Define amortization


Charges made against the interest received on a debt in order to offset a premium paid for the debt. Thus, with each periodic payment, a debtor is not only paying back interest, but also part of his or her premium. This leads to higher periodic payments than in the case when only interest is paid out. However, a payment schedule which includes premium amortization makes debt management easier, especially if the principal is large. While paying just the interest each period will lead will lead to a low outflow of cash each month, the debtor might not save enough to pay the principal. Thus, amortizing the premium each period also reduces the credit risk of the debt, since the creditor gets some part of the principal each time period, as opposed to allowing a debtor to forfeit on all of it at the maturity of the loan. Amortization of premium is a common feature in cases when a person or company takes on a large amount of debt at one time, such as a mortgage.

 

Banking:

 

The payment of a loan by periodic payments of principal and interest, resulting in a declining principal balance and eventual repayment in full. This form of debt repayment is Level Payment Amortization.
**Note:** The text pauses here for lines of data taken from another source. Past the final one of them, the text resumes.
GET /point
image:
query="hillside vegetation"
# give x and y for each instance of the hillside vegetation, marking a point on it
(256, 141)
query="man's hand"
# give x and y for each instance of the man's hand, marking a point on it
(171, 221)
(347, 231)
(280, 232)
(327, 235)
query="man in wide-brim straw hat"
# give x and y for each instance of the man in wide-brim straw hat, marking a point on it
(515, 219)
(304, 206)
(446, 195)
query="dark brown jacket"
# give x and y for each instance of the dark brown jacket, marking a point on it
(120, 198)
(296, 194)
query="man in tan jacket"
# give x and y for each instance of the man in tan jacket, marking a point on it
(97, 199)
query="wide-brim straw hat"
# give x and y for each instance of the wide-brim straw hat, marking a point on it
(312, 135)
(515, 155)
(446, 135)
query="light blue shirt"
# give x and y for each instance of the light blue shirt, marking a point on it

Other methods have repayment schedules in which the early loan payments don't fully cover the interest due (Negative Amortization ).

 

Even though level payment amortization calls for the same payment in every installment, the loan payments are divided unequally between principal balance and interest owed. In the early years of a 30-year mortgage, a higher portion of early loan payments goes toward payment of interest than reducing the principal ; as the loan is gradually paid down, an increasing portion of each payment is allocated to the Principal until a zero-balance is eventually reached..

 

Securities:

 

An accounting process for adjusting the book value of bonds purchased above Par Value to the face value. Compare to Accretion of Discount.

 

Accounting:

 

A gradual reduction in book value of patents and other intangible assets. The preferred term for writing off fixed assets such as equipment is Depreciation.